• 8/25/2003
  • New York
  • Reuters Health / Arch Otolaryngol Head Neck Surg 2003;129:709-711.

Photodynamic therapy (PDT) utilizing meta-tetra(hydroxyphenyl)chlorin (mTHPC) is a feasible alternative to surgery or radiotherapy in patients with early-stage squamous cell carcinoma of the oral cavity and oropharynx, a study suggests.

Second-generation photosensitizers such as mTHPC (Foscan; Scotia Pharmaceuticals, Stirling, Scotland) are “more effective and less phototoxic to the skin than their forerunners,” Dr. Marcel P. Copper, and colleagues from the Netherlands Cancer Institute in Amsterdam note in the July issue of Archives of Otolaryngology – Head and Neck Surgery.

They prospectively evaluated the long-term outcome of PDT using mTHPC in 25 patients with 29 T1-T2 NO tumors of the oral cavity and/or oropharynx. Follow-up lasted a mean of 37 months.

In all patients, necrosis of the illuminated area occurred within 24 hours but subsided within 4 to 6 weeks after treatment.

Complete remission of the primary tumor was achieved in 25 (89%) of 29 tumors. The complete remission rate was 95% for T1 tumors and 57% in T2 tumors. Surgery and/or radiotherapy effectively salvaged all four patients that developed recurrent local disease.

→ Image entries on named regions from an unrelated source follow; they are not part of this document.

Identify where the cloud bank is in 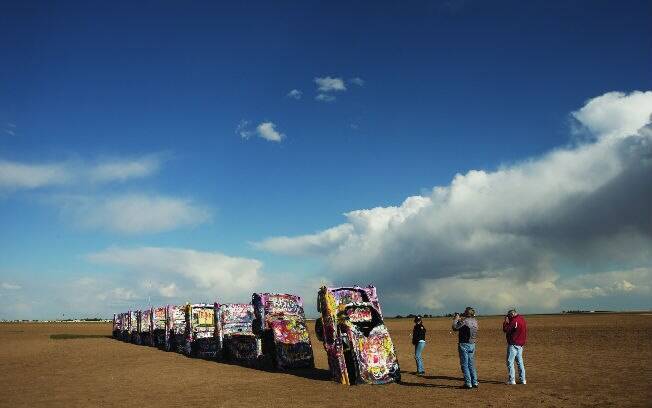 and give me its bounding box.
[255,92,652,311]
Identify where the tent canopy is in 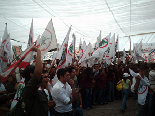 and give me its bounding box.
[0,0,155,50]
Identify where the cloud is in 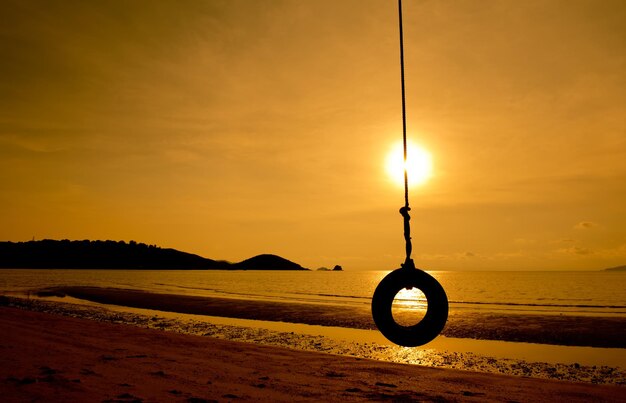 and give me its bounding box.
[557,246,593,255]
[574,221,598,230]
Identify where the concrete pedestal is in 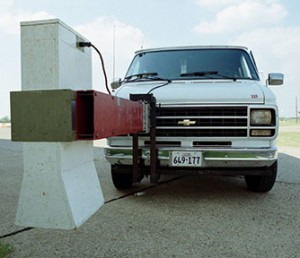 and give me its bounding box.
[16,20,104,229]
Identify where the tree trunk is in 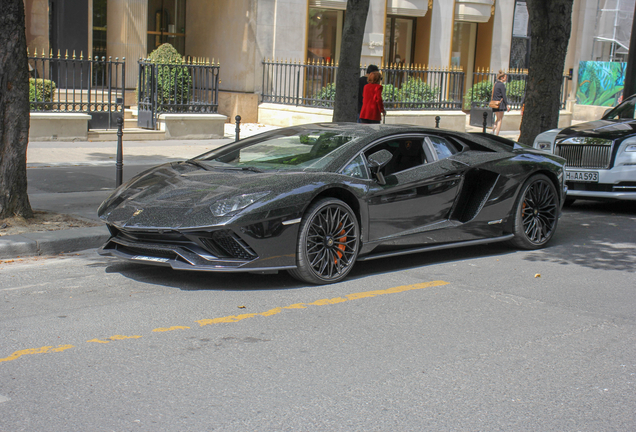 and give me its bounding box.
[0,0,33,218]
[519,0,574,145]
[333,0,369,122]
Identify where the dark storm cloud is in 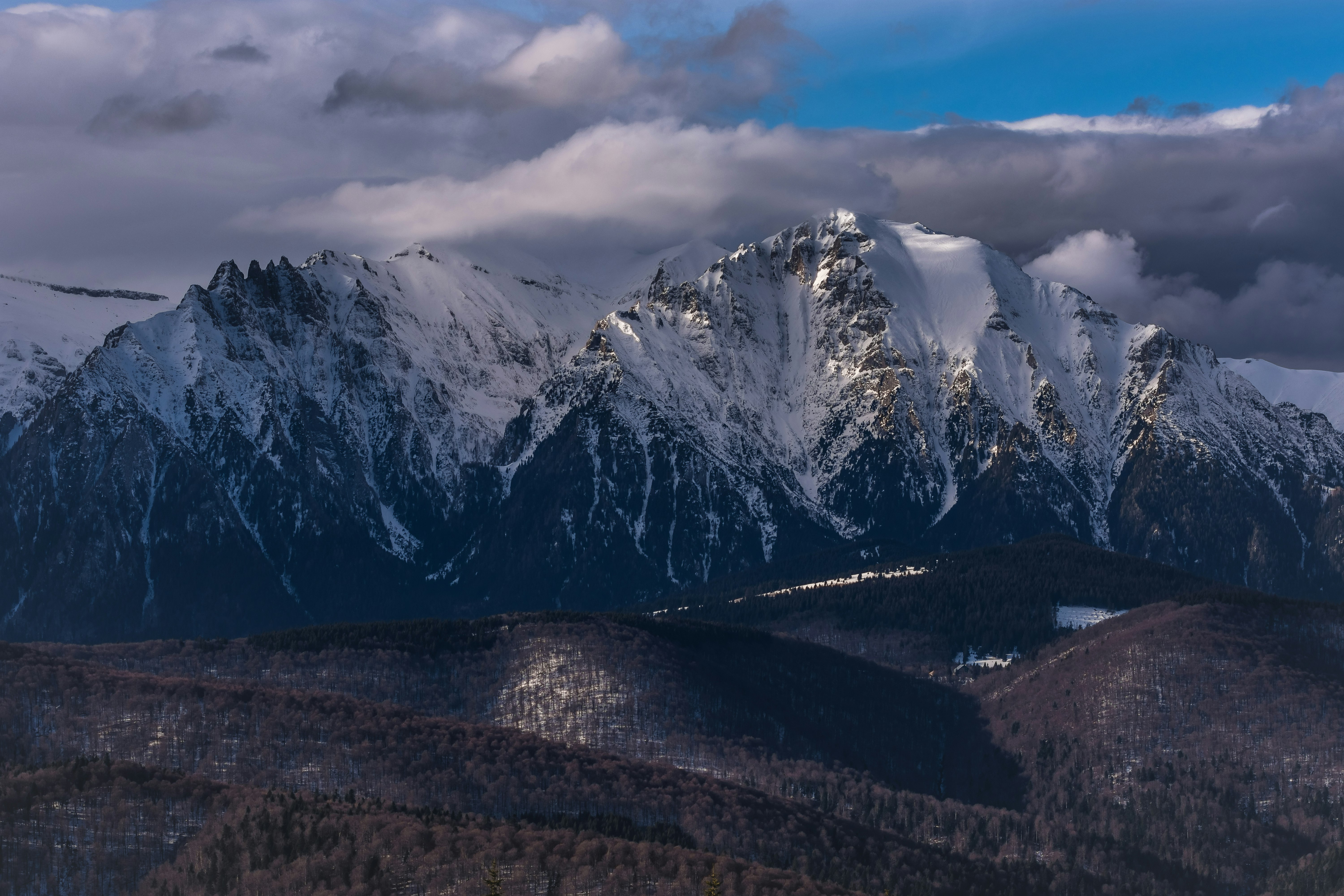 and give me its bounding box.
[8,0,1344,369]
[89,90,224,134]
[210,40,270,63]
[323,3,813,121]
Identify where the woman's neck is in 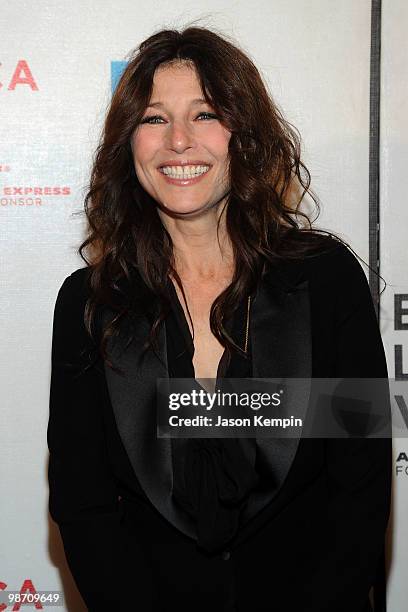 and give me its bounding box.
[159,204,234,282]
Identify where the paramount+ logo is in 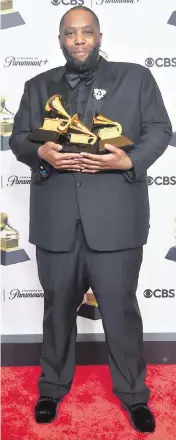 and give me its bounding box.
[51,0,84,6]
[147,176,176,186]
[144,289,175,299]
[145,57,176,68]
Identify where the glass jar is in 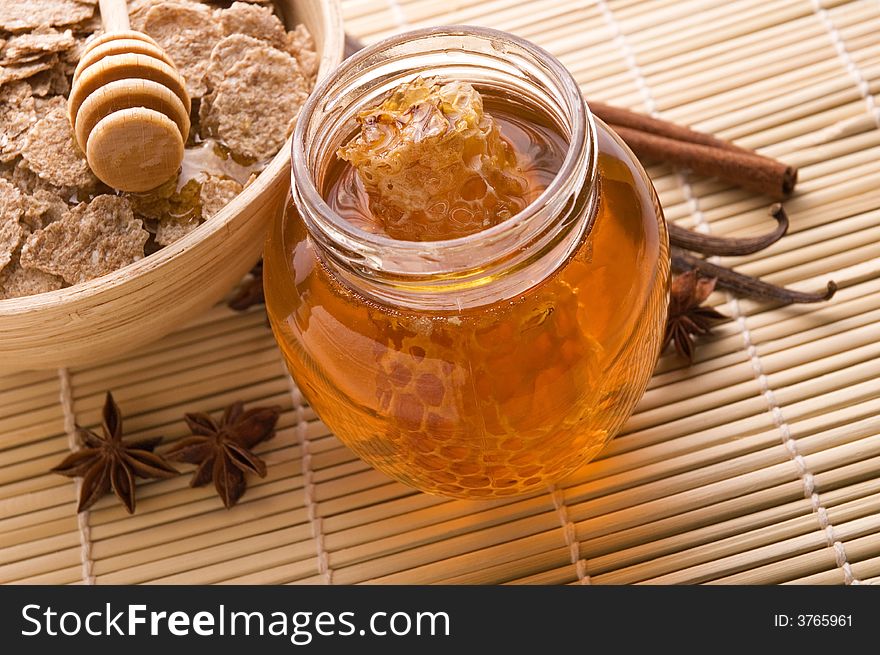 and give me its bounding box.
[264,27,669,498]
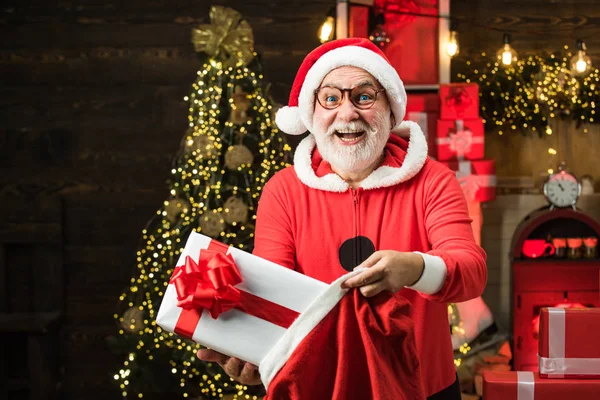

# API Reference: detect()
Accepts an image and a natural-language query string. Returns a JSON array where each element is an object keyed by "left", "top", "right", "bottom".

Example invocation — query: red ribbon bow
[
  {"left": 170, "top": 249, "right": 242, "bottom": 318},
  {"left": 445, "top": 88, "right": 473, "bottom": 111}
]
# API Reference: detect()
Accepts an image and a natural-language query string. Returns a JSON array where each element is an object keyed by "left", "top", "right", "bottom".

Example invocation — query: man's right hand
[{"left": 196, "top": 349, "right": 262, "bottom": 386}]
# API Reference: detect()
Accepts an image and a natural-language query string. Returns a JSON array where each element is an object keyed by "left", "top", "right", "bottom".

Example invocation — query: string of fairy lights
[
  {"left": 114, "top": 59, "right": 291, "bottom": 399},
  {"left": 457, "top": 46, "right": 600, "bottom": 174}
]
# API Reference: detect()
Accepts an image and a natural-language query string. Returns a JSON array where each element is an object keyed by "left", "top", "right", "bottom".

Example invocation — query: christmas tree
[{"left": 111, "top": 7, "right": 291, "bottom": 399}]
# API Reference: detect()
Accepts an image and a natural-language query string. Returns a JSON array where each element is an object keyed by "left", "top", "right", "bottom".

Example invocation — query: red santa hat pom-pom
[{"left": 275, "top": 106, "right": 307, "bottom": 135}]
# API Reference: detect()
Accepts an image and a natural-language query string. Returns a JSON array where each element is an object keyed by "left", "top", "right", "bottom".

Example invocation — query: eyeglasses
[{"left": 315, "top": 85, "right": 385, "bottom": 110}]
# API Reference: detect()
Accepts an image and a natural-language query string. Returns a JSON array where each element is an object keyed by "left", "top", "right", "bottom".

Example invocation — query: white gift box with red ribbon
[
  {"left": 442, "top": 160, "right": 496, "bottom": 202},
  {"left": 156, "top": 232, "right": 329, "bottom": 365},
  {"left": 538, "top": 307, "right": 600, "bottom": 380},
  {"left": 436, "top": 119, "right": 485, "bottom": 161}
]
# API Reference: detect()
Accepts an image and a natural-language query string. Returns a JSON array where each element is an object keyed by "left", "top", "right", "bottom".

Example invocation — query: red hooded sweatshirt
[{"left": 254, "top": 121, "right": 487, "bottom": 396}]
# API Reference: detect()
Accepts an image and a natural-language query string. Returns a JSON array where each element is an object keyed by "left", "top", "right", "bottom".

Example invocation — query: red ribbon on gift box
[
  {"left": 170, "top": 240, "right": 299, "bottom": 339},
  {"left": 444, "top": 87, "right": 473, "bottom": 111}
]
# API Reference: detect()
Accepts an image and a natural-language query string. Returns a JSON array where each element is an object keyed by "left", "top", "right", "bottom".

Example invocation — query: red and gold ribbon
[{"left": 170, "top": 240, "right": 299, "bottom": 338}]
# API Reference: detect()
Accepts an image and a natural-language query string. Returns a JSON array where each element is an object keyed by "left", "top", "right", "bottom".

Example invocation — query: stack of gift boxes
[
  {"left": 432, "top": 83, "right": 496, "bottom": 202},
  {"left": 483, "top": 308, "right": 600, "bottom": 400}
]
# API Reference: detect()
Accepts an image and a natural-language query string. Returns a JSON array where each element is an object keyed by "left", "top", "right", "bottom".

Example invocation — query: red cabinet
[{"left": 510, "top": 208, "right": 600, "bottom": 371}]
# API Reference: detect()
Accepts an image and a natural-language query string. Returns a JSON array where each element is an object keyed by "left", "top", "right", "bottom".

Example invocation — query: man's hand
[
  {"left": 196, "top": 349, "right": 262, "bottom": 386},
  {"left": 342, "top": 250, "right": 425, "bottom": 297}
]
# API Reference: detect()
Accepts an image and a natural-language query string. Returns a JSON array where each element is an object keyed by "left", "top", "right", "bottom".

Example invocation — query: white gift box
[{"left": 156, "top": 232, "right": 329, "bottom": 365}]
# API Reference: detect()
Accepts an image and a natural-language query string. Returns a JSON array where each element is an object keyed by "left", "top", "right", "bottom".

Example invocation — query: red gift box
[
  {"left": 440, "top": 83, "right": 479, "bottom": 120},
  {"left": 483, "top": 371, "right": 600, "bottom": 400},
  {"left": 538, "top": 307, "right": 600, "bottom": 378},
  {"left": 379, "top": 0, "right": 440, "bottom": 86},
  {"left": 442, "top": 160, "right": 496, "bottom": 202},
  {"left": 348, "top": 5, "right": 369, "bottom": 38},
  {"left": 406, "top": 93, "right": 440, "bottom": 158},
  {"left": 436, "top": 119, "right": 485, "bottom": 161}
]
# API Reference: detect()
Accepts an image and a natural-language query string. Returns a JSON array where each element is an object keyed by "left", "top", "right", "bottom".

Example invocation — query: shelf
[{"left": 512, "top": 257, "right": 600, "bottom": 264}]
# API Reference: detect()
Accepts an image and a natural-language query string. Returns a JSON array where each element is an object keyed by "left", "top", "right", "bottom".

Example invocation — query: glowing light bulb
[
  {"left": 502, "top": 45, "right": 512, "bottom": 65},
  {"left": 571, "top": 40, "right": 592, "bottom": 76},
  {"left": 496, "top": 34, "right": 517, "bottom": 67},
  {"left": 319, "top": 15, "right": 335, "bottom": 43},
  {"left": 446, "top": 31, "right": 459, "bottom": 57}
]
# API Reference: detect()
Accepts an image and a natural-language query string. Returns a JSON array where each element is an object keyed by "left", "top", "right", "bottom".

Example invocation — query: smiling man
[{"left": 199, "top": 38, "right": 487, "bottom": 400}]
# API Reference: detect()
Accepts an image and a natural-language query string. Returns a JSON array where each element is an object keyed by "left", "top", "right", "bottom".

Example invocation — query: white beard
[{"left": 312, "top": 113, "right": 391, "bottom": 173}]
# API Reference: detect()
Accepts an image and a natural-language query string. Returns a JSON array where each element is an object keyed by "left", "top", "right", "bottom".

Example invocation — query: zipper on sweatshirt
[{"left": 350, "top": 188, "right": 361, "bottom": 267}]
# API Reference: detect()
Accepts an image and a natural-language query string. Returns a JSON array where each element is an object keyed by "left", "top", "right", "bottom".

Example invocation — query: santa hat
[{"left": 275, "top": 38, "right": 406, "bottom": 135}]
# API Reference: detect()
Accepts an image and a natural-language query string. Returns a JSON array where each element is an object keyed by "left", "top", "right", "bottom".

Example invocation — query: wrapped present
[
  {"left": 435, "top": 119, "right": 484, "bottom": 161},
  {"left": 483, "top": 371, "right": 600, "bottom": 400},
  {"left": 406, "top": 93, "right": 440, "bottom": 158},
  {"left": 156, "top": 232, "right": 328, "bottom": 365},
  {"left": 348, "top": 4, "right": 370, "bottom": 38},
  {"left": 383, "top": 0, "right": 440, "bottom": 86},
  {"left": 442, "top": 160, "right": 496, "bottom": 202},
  {"left": 538, "top": 307, "right": 600, "bottom": 378},
  {"left": 440, "top": 83, "right": 479, "bottom": 120}
]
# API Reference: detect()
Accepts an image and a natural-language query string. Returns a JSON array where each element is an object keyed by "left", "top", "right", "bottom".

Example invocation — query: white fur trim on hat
[
  {"left": 296, "top": 46, "right": 406, "bottom": 132},
  {"left": 275, "top": 106, "right": 307, "bottom": 135},
  {"left": 294, "top": 121, "right": 427, "bottom": 192}
]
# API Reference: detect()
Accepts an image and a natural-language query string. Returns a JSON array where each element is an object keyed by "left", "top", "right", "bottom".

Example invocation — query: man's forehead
[{"left": 321, "top": 66, "right": 378, "bottom": 86}]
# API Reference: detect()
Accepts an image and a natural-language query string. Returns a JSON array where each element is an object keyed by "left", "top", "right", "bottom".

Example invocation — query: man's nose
[{"left": 337, "top": 95, "right": 360, "bottom": 121}]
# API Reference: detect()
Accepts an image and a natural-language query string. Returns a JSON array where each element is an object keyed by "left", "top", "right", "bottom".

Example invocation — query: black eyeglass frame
[{"left": 313, "top": 85, "right": 385, "bottom": 110}]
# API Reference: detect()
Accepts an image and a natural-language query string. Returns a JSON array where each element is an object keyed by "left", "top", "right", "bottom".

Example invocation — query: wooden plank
[
  {"left": 0, "top": 222, "right": 62, "bottom": 244},
  {"left": 65, "top": 192, "right": 166, "bottom": 245},
  {"left": 0, "top": 242, "right": 8, "bottom": 312},
  {"left": 6, "top": 244, "right": 33, "bottom": 313},
  {"left": 0, "top": 85, "right": 188, "bottom": 130},
  {"left": 0, "top": 196, "right": 61, "bottom": 224},
  {"left": 0, "top": 0, "right": 332, "bottom": 27},
  {"left": 0, "top": 312, "right": 62, "bottom": 333},
  {"left": 65, "top": 245, "right": 141, "bottom": 288},
  {"left": 33, "top": 245, "right": 66, "bottom": 312},
  {"left": 0, "top": 47, "right": 313, "bottom": 95}
]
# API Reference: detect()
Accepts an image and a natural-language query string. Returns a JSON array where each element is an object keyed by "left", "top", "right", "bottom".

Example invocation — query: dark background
[{"left": 0, "top": 0, "right": 600, "bottom": 399}]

Five patients who developed lymph node metastasis were treated by radical
(modified) neck dissection and four underwent postoperative radiotherapy.

None of the patients in the study experienced any long-term functional or cosmetic deficits.

In comments to Reuters Health, Dr. Copper said: “The most important findings of this study are that mTHPC PDT gives excellent cure rates in small cancers of the mouth and pharynx, without the morbidity that is usual after treatment with conventional therapies like surgery and/or radiotherapy.”